Saturday, November 30, 2019

Critics

Long ago, I used to read John Simon's movie reviews. Given his reputation, and given the movies, I must have read many savage put-downs. Yet curiously the only two reviews I remember were favorable: one of The Lacemaker, one of an Italian comedy. I did see a number of hard things said in Paradigms Lost: Reflections on Literacy and Its Decline. It was something for Simon to have been thought to be the model for the obnoxious critic in Wilfrid Sheed's Max Jameson, and something to have acknowledged or boasted of the rumor, even if Sheed was in fact his own model.
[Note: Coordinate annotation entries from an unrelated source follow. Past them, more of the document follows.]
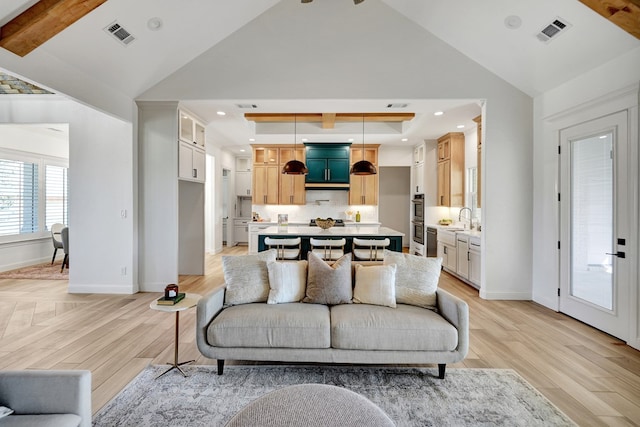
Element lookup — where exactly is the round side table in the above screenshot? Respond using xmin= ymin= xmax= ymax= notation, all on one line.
xmin=149 ymin=293 xmax=202 ymax=379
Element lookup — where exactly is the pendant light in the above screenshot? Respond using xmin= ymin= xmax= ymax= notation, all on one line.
xmin=282 ymin=114 xmax=309 ymax=175
xmin=349 ymin=114 xmax=378 ymax=175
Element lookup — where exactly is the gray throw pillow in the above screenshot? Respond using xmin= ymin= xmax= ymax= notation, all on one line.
xmin=222 ymin=249 xmax=276 ymax=306
xmin=384 ymin=249 xmax=442 ymax=310
xmin=302 ymin=252 xmax=353 ymax=305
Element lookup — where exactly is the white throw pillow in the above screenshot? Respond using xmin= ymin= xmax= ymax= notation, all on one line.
xmin=222 ymin=249 xmax=276 ymax=306
xmin=353 ymin=264 xmax=396 ymax=308
xmin=384 ymin=249 xmax=442 ymax=310
xmin=267 ymin=261 xmax=307 ymax=304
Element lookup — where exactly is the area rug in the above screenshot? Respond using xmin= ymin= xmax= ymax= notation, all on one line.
xmin=0 ymin=261 xmax=69 ymax=280
xmin=93 ymin=365 xmax=575 ymax=427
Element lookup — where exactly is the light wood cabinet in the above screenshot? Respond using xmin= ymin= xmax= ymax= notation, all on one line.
xmin=437 ymin=132 xmax=464 ymax=207
xmin=252 ymin=164 xmax=280 ymax=205
xmin=253 ymin=147 xmax=280 ymax=166
xmin=278 ymin=146 xmax=307 ymax=205
xmin=349 ymin=144 xmax=380 ymax=206
xmin=473 ymin=116 xmax=482 ymax=208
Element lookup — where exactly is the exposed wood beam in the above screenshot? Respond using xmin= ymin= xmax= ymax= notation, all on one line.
xmin=0 ymin=0 xmax=107 ymax=56
xmin=244 ymin=113 xmax=415 ymax=123
xmin=579 ymin=0 xmax=640 ymax=39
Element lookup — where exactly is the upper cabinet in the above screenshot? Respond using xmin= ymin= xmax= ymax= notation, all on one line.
xmin=236 ymin=157 xmax=251 ymax=197
xmin=437 ymin=132 xmax=465 ymax=207
xmin=305 ymin=143 xmax=351 ymax=190
xmin=252 ymin=145 xmax=306 ymax=205
xmin=349 ymin=144 xmax=380 ymax=205
xmin=178 ymin=111 xmax=206 ymax=182
xmin=473 ymin=116 xmax=482 ymax=207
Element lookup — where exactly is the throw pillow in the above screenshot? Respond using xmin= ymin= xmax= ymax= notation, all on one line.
xmin=353 ymin=264 xmax=396 ymax=308
xmin=302 ymin=252 xmax=353 ymax=305
xmin=222 ymin=249 xmax=276 ymax=306
xmin=267 ymin=261 xmax=307 ymax=304
xmin=384 ymin=249 xmax=442 ymax=310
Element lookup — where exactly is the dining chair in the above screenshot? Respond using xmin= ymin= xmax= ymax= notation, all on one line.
xmin=51 ymin=222 xmax=65 ymax=265
xmin=60 ymin=227 xmax=69 ymax=273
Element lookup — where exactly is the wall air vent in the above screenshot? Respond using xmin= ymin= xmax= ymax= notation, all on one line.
xmin=104 ymin=22 xmax=136 ymax=46
xmin=536 ymin=18 xmax=571 ymax=43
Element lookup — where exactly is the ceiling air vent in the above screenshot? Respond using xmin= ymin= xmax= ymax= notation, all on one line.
xmin=104 ymin=22 xmax=136 ymax=46
xmin=536 ymin=18 xmax=571 ymax=43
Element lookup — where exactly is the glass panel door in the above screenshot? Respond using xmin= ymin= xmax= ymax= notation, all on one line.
xmin=570 ymin=132 xmax=614 ymax=310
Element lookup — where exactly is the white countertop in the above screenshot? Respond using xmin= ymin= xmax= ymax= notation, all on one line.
xmin=258 ymin=223 xmax=404 ymax=237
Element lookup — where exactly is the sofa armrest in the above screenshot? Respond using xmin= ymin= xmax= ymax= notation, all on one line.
xmin=196 ymin=285 xmax=226 ymax=352
xmin=0 ymin=370 xmax=91 ymax=427
xmin=436 ymin=289 xmax=469 ymax=359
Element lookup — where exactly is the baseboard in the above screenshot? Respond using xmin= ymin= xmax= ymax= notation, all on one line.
xmin=69 ymin=284 xmax=138 ymax=295
xmin=480 ymin=288 xmax=532 ymax=301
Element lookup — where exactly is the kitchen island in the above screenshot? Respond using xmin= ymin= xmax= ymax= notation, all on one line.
xmin=258 ymin=225 xmax=404 ymax=259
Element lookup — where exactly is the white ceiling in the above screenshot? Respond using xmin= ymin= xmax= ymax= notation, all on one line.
xmin=0 ymin=0 xmax=640 ymax=156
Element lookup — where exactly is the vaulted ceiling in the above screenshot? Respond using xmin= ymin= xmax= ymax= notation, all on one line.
xmin=0 ymin=0 xmax=640 ymax=154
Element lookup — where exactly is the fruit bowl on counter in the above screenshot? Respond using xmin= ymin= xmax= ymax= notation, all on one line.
xmin=316 ymin=218 xmax=336 ymax=230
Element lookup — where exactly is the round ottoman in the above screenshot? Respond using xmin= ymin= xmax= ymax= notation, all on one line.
xmin=227 ymin=384 xmax=395 ymax=427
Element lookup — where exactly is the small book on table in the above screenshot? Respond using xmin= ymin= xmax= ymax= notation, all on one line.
xmin=158 ymin=293 xmax=185 ymax=305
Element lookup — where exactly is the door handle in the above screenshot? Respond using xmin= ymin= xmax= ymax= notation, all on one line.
xmin=606 ymin=252 xmax=627 ymax=258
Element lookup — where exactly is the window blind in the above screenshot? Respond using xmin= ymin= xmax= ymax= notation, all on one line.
xmin=0 ymin=158 xmax=39 ymax=236
xmin=45 ymin=165 xmax=69 ymax=230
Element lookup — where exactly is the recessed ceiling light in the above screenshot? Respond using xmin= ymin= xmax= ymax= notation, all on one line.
xmin=147 ymin=17 xmax=162 ymax=31
xmin=504 ymin=15 xmax=522 ymax=30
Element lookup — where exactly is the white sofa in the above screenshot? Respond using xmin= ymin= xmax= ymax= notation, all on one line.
xmin=0 ymin=370 xmax=91 ymax=427
xmin=196 ymin=251 xmax=469 ymax=378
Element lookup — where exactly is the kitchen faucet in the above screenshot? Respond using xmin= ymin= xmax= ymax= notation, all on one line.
xmin=458 ymin=207 xmax=473 ymax=230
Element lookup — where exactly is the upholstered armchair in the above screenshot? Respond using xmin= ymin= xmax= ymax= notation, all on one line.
xmin=0 ymin=370 xmax=91 ymax=427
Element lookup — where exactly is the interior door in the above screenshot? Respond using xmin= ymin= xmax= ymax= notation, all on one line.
xmin=560 ymin=112 xmax=632 ymax=341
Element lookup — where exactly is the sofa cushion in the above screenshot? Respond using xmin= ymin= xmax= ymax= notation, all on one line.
xmin=222 ymin=249 xmax=276 ymax=306
xmin=267 ymin=260 xmax=307 ymax=304
xmin=0 ymin=414 xmax=82 ymax=427
xmin=303 ymin=252 xmax=353 ymax=305
xmin=207 ymin=303 xmax=331 ymax=348
xmin=384 ymin=249 xmax=442 ymax=310
xmin=331 ymin=304 xmax=458 ymax=351
xmin=353 ymin=264 xmax=396 ymax=308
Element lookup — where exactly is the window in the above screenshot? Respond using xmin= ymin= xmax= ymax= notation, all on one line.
xmin=0 ymin=150 xmax=68 ymax=242
xmin=45 ymin=165 xmax=69 ymax=230
xmin=0 ymin=158 xmax=39 ymax=236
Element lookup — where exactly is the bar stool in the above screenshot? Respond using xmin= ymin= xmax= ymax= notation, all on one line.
xmin=309 ymin=237 xmax=347 ymax=261
xmin=351 ymin=237 xmax=391 ymax=261
xmin=264 ymin=237 xmax=302 ymax=260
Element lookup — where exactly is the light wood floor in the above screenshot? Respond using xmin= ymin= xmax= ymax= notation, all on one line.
xmin=0 ymin=246 xmax=640 ymax=426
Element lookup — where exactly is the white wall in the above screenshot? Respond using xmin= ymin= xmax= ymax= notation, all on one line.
xmin=532 ymin=49 xmax=640 ymax=348
xmin=0 ymin=96 xmax=137 ymax=293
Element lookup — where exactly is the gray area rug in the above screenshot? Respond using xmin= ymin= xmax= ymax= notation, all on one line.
xmin=93 ymin=365 xmax=575 ymax=427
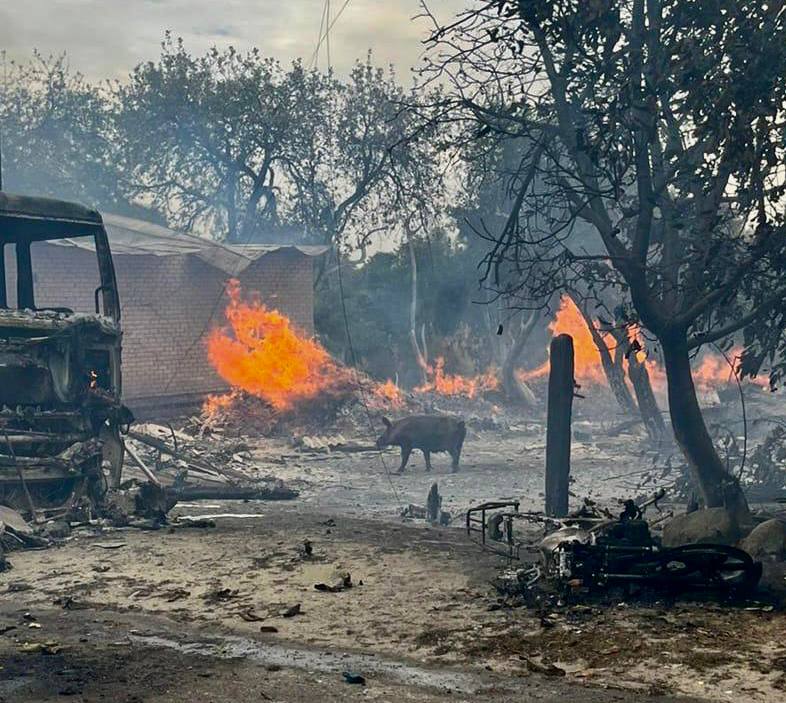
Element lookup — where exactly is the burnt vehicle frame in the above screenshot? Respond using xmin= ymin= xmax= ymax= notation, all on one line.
xmin=0 ymin=192 xmax=132 ymax=519
xmin=466 ymin=492 xmax=762 ymax=595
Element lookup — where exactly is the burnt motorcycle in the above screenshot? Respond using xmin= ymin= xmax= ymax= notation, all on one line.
xmin=467 ymin=492 xmax=762 ymax=595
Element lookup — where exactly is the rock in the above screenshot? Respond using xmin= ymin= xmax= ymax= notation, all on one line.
xmin=663 ymin=508 xmax=743 ymax=547
xmin=40 ymin=520 xmax=71 ymax=539
xmin=740 ymin=519 xmax=786 ymax=561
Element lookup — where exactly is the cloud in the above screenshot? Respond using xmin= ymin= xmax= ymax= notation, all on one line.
xmin=0 ymin=0 xmax=465 ymax=80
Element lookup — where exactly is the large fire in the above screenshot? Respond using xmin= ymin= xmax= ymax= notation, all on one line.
xmin=516 ymin=296 xmax=614 ymax=385
xmin=374 ymin=379 xmax=405 ymax=408
xmin=415 ymin=356 xmax=499 ymax=398
xmin=207 ymin=279 xmax=349 ymax=411
xmin=517 ymin=296 xmax=768 ymax=393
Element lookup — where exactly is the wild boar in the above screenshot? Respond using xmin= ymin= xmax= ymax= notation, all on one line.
xmin=377 ymin=415 xmax=467 ymax=473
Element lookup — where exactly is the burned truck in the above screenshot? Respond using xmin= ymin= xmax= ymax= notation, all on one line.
xmin=0 ymin=192 xmax=132 ymax=519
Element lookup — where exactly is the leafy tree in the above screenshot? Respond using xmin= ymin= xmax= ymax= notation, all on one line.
xmin=116 ymin=35 xmax=436 ymax=250
xmin=420 ymin=0 xmax=786 ymax=513
xmin=116 ymin=35 xmax=322 ymax=242
xmin=0 ymin=53 xmax=133 ymax=214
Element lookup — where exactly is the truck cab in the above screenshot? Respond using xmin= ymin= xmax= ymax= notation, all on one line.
xmin=0 ymin=192 xmax=131 ymax=516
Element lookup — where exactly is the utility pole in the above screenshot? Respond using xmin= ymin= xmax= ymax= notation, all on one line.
xmin=546 ymin=334 xmax=575 ymax=517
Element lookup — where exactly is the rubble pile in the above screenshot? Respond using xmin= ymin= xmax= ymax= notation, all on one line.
xmin=126 ymin=419 xmax=297 ymax=499
xmin=744 ymin=425 xmax=786 ymax=501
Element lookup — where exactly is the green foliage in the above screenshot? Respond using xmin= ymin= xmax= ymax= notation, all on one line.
xmin=316 ymin=231 xmax=484 ymax=386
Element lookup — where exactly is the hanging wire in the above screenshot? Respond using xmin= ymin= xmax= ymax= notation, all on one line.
xmin=712 ymin=342 xmax=748 ymax=481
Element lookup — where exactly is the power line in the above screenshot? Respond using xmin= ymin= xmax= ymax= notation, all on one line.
xmin=308 ymin=0 xmax=351 ymax=68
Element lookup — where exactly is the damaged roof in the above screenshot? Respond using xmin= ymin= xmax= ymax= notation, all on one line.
xmin=51 ymin=214 xmax=329 ymax=275
xmin=0 ymin=191 xmax=101 ymax=225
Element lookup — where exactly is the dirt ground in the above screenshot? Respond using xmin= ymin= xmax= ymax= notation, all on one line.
xmin=0 ymin=430 xmax=786 ymax=703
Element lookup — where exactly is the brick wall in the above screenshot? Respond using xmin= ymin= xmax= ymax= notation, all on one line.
xmin=6 ymin=244 xmax=314 ymax=416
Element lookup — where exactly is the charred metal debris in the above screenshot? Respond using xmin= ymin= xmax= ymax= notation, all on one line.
xmin=0 ymin=193 xmax=133 ymax=522
xmin=466 ymin=490 xmax=762 ymax=602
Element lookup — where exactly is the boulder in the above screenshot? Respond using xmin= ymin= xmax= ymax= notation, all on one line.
xmin=740 ymin=519 xmax=786 ymax=561
xmin=663 ymin=508 xmax=743 ymax=547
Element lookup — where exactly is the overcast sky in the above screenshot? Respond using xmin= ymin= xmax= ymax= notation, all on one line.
xmin=0 ymin=0 xmax=466 ymax=79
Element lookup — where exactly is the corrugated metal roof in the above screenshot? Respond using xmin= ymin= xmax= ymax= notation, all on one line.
xmin=52 ymin=214 xmax=329 ymax=275
xmin=0 ymin=191 xmax=101 ymax=225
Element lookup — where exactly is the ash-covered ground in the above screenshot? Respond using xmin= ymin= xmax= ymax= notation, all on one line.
xmin=0 ymin=390 xmax=786 ymax=703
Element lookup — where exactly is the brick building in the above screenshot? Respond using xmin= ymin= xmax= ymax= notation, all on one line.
xmin=7 ymin=215 xmax=326 ymax=417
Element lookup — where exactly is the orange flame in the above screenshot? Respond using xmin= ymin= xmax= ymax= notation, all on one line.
xmin=415 ymin=356 xmax=499 ymax=398
xmin=207 ymin=279 xmax=348 ymax=411
xmin=374 ymin=379 xmax=404 ymax=408
xmin=516 ymin=296 xmax=768 ymax=392
xmin=516 ymin=295 xmax=614 ymax=385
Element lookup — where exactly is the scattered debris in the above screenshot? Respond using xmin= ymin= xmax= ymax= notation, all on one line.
xmin=314 ymin=572 xmax=353 ymax=593
xmin=519 ymin=654 xmax=567 ymax=676
xmin=342 ymin=671 xmax=366 ymax=686
xmin=202 ymin=588 xmax=240 ymax=603
xmin=19 ymin=640 xmax=62 ymax=654
xmin=238 ymin=608 xmax=265 ymax=622
xmin=281 ymin=603 xmax=303 ymax=618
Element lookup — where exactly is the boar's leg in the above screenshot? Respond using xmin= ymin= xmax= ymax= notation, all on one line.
xmin=448 ymin=444 xmax=461 ymax=473
xmin=398 ymin=444 xmax=412 ymax=473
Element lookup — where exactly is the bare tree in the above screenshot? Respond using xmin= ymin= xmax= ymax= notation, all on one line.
xmin=426 ymin=0 xmax=786 ymax=513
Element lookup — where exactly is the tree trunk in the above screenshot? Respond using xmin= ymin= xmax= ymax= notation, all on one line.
xmin=501 ymin=310 xmax=540 ymax=408
xmin=407 ymin=237 xmax=428 ymax=385
xmin=546 ymin=334 xmax=575 ymax=517
xmin=660 ymin=333 xmax=750 ymax=518
xmin=628 ymin=344 xmax=666 ymax=442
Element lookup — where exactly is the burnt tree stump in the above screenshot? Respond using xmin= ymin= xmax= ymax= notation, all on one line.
xmin=546 ymin=334 xmax=575 ymax=517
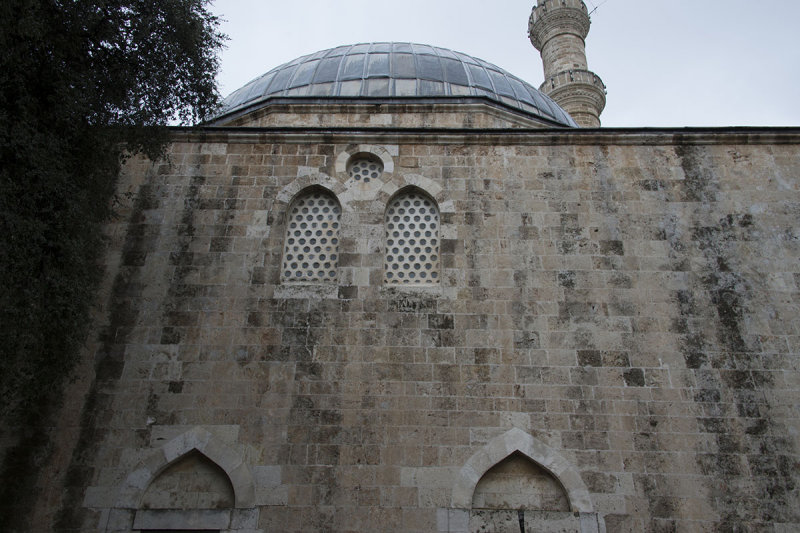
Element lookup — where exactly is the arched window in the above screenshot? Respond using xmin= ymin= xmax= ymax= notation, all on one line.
xmin=281 ymin=189 xmax=342 ymax=282
xmin=383 ymin=189 xmax=439 ymax=285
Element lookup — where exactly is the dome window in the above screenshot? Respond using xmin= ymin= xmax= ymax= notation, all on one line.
xmin=281 ymin=189 xmax=342 ymax=282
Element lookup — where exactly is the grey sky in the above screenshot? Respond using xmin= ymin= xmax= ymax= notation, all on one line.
xmin=208 ymin=0 xmax=800 ymax=127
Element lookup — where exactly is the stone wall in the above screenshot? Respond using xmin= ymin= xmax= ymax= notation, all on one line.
xmin=34 ymin=130 xmax=800 ymax=532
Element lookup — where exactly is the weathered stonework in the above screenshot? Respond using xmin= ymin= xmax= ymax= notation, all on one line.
xmin=528 ymin=0 xmax=606 ymax=128
xmin=23 ymin=121 xmax=800 ymax=532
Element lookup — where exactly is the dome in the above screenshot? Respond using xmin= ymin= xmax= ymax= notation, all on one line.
xmin=221 ymin=43 xmax=577 ymax=127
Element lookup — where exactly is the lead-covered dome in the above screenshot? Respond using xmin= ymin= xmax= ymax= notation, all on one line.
xmin=221 ymin=43 xmax=577 ymax=127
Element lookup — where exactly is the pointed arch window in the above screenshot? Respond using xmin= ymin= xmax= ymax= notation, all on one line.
xmin=281 ymin=188 xmax=342 ymax=282
xmin=384 ymin=189 xmax=440 ymax=285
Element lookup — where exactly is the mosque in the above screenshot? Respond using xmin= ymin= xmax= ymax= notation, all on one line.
xmin=28 ymin=0 xmax=800 ymax=533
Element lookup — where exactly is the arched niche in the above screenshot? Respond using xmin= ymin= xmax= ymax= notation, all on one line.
xmin=139 ymin=450 xmax=236 ymax=509
xmin=115 ymin=427 xmax=255 ymax=509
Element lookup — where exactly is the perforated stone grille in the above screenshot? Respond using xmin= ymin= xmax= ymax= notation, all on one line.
xmin=384 ymin=192 xmax=439 ymax=285
xmin=281 ymin=191 xmax=341 ymax=281
xmin=350 ymin=157 xmax=383 ymax=183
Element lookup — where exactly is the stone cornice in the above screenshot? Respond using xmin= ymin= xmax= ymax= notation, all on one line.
xmin=171 ymin=127 xmax=800 ymax=146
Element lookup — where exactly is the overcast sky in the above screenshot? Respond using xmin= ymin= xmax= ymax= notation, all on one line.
xmin=213 ymin=0 xmax=800 ymax=127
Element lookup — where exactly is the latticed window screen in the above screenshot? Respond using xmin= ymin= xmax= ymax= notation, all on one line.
xmin=384 ymin=191 xmax=439 ymax=285
xmin=281 ymin=190 xmax=342 ymax=281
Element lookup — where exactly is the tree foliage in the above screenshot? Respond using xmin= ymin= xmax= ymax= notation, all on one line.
xmin=0 ymin=0 xmax=225 ymax=424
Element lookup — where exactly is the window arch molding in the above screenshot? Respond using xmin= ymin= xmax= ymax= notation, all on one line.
xmin=451 ymin=428 xmax=594 ymax=513
xmin=280 ymin=185 xmax=343 ymax=283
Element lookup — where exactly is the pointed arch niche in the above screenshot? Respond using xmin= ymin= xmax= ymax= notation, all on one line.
xmin=446 ymin=428 xmax=605 ymax=533
xmin=116 ymin=427 xmax=255 ymax=531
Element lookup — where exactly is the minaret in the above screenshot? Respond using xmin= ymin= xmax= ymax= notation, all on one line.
xmin=528 ymin=0 xmax=606 ymax=128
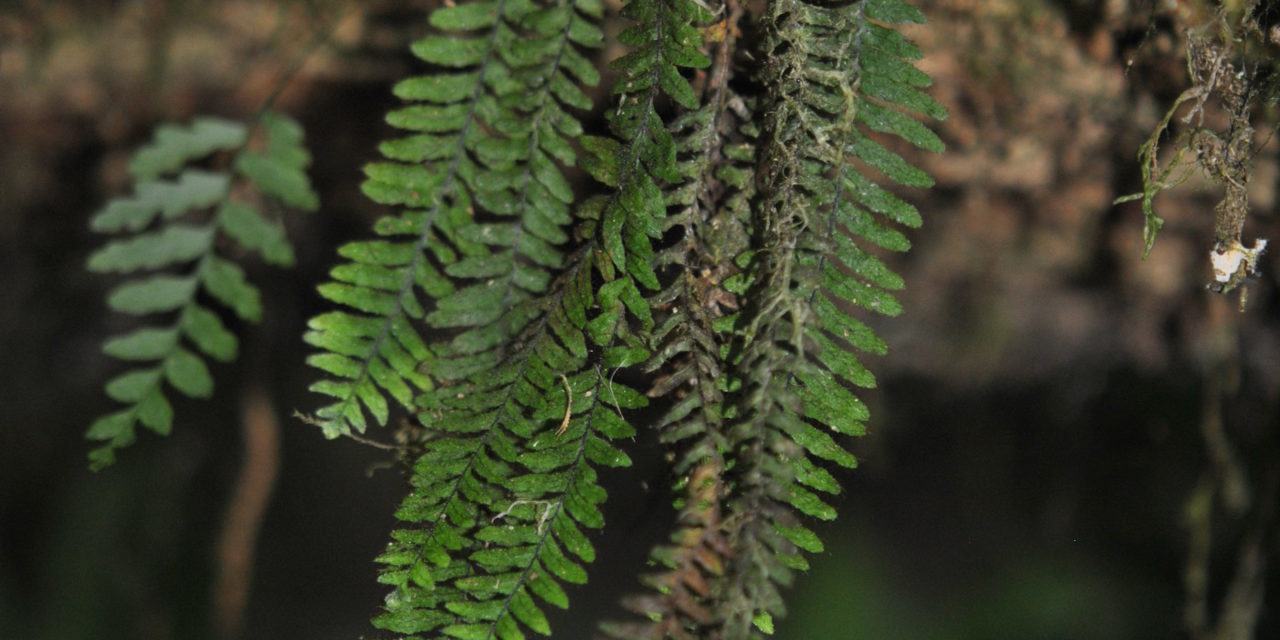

(The Strand Books website places Paradigms Lost on the third of eight pages if one searches for "John Simon" as author. I can't but think that the late critic would have admired the title of a book on the first page, Filth-diseases and their Prevention, and might have supposed his endeavors to have some relation to those of the earlier John Simon.)

I started to read Clive James much too late, a few book reviews apart. I was hooked a few years ago when I opened Cultural Amnesia to the essay on Margaret Thatcher, which opens with the word "Solzhenitskin", a Thatcher coinage. I am slightly embarrassed to find that of the references in the book, I have followed up at most three: Nirad Chaudhuri, Sergei Diaghilev, and Egon Friedell. (Diaghilev, by visiting the National Gallery of Art's exhibit on the Ballets Russes a couple of years ago.) I have given copies of Cultural Amnesia and Latest Readings to friends, and have read Cultural Cohesion.

Both Simon and James died on Sunday, November 24.